In the cover letter to the report, Acting Director Uejio provided an overview of the data and described new data visualization and analytics tools in the Consumer Complaint Database. Consistent with his comments in the CFPB’s Annual FDCPA Administration Report, Acting Director Uejio stated one of his “top priorities is ensuring that consumers who submit complaints receive substantive responses to the issues described in their complaints and that companies provide relief consumers deserve.”

Consistent with this statement, the CFPB explained in the report that it expects companies to provide complete, accurate, and timely responses tailored to the issues described in each consumer’s complaint, defining each as follows:


  • Complete responses address the consumer's issues, describe communications with the consumer, and detail follow-up or planned follow-up actions.
  •  Accurate responses are those where the responses narratives and attachments support the response category selected.
  • Timely responses are those provided within 15 calendar days of receipt and when a company provides a final response, if applicable, within 60 calendar days.

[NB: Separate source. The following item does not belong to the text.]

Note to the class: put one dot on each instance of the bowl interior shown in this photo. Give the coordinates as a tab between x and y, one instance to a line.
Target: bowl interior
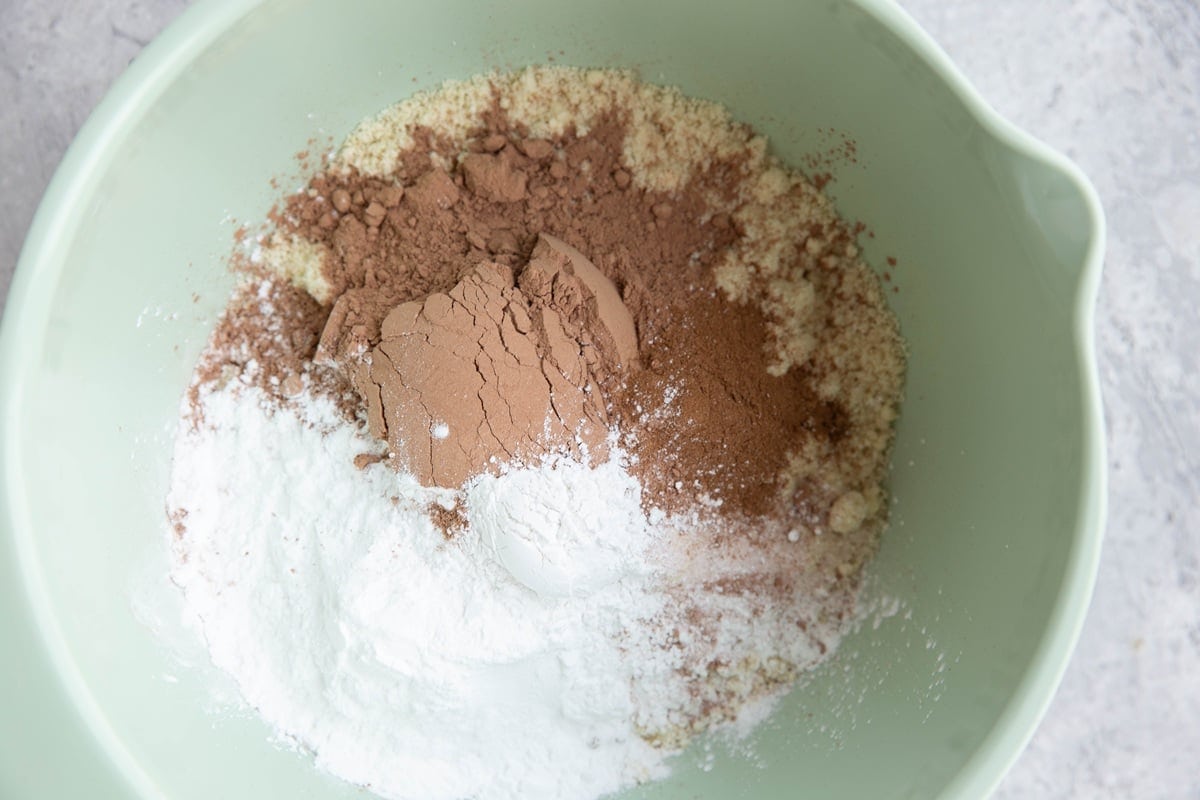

The CFPB's internet portal remains the primary method for consumers to submit complaints. In 2020, 89% of the 542,300 total complaints received by the CFPB were submitted through the CFPB’s website. Consumers filed the most complaints regarding credit or consumer reporting (319,300 complaints), followed by Debt Collection complaints which totaled 82,700.  

The Data

From a data perspective, highlights from the report include:

  • Credit and consumer reporting complaints accounted for more than 58% of complaints received, followed by debt collection (15%), credit card (7%), checking or savings (6%), and mortgage complaints (5%).
  • In April 2020, consumers began to submit more than 3,000 complaints mentioning coronavirus keywords nearly every month. Consumers submitted approximately 32,100 complaints mentioning coronavirus or related keywords in 2020. The absence of coronavirus as a keyword in a complaint does not necessarily mean the complaint was not related to the pandemic's financial impact.
  • Consumers from Florida submitted more complaints per capita than consumers from any other state (309 complaints submitted per 100,000 of the population).
  • The CFPB received 40,800 complaints from self-identified servicemembers, veterans, and military families.

Year Over Year Trends

The report shows the following regarding multi-year complaint trends:

  • The CFPB received more complaints from consumers about inaccurate information on their credit and consumer reports in 2020 than in 2019.
  • Consumers primarily submitted these complaints about the three largest Nationwide Credit Reporting Agencies (NCRAs): Equifax, Experian, and TransUnion.
  • While the NCRAs typically provided substantive and comparatively detailed responses to the majority of complaints in prior years—including providing details of dispute investigations and outlining steps taken for consumers that are attempting to address identity theft—this year, the CFPB observed that the NCRAs stopped providing complete and accurate responses in many of these complaints.
  • The NCRAs provided closure responses noting that a dispute would be filed on the consumer’s behalf but otherwise failed to address the issues consumers raise in their complaints.
  • The NCRAs mentioned suspected third-party activity in their responses to consumers but did not detail steps taken to authenticate consumers or to address the issues raised in their complaints.

insideARM perspective

Although there is a massive amount of data to digest in this report, one thing is clear: it appears the CFPB will continue to use analytics to gain a sense of where it needs to focus to best protect consumers. Further, the CFPB has not waivered in its expectation that companies provide complete, accurate, and timely responses. As we have mentioned before, there's never a bad time to make sure processes and procedures, including those relative to processing complaints, are functioning as intended.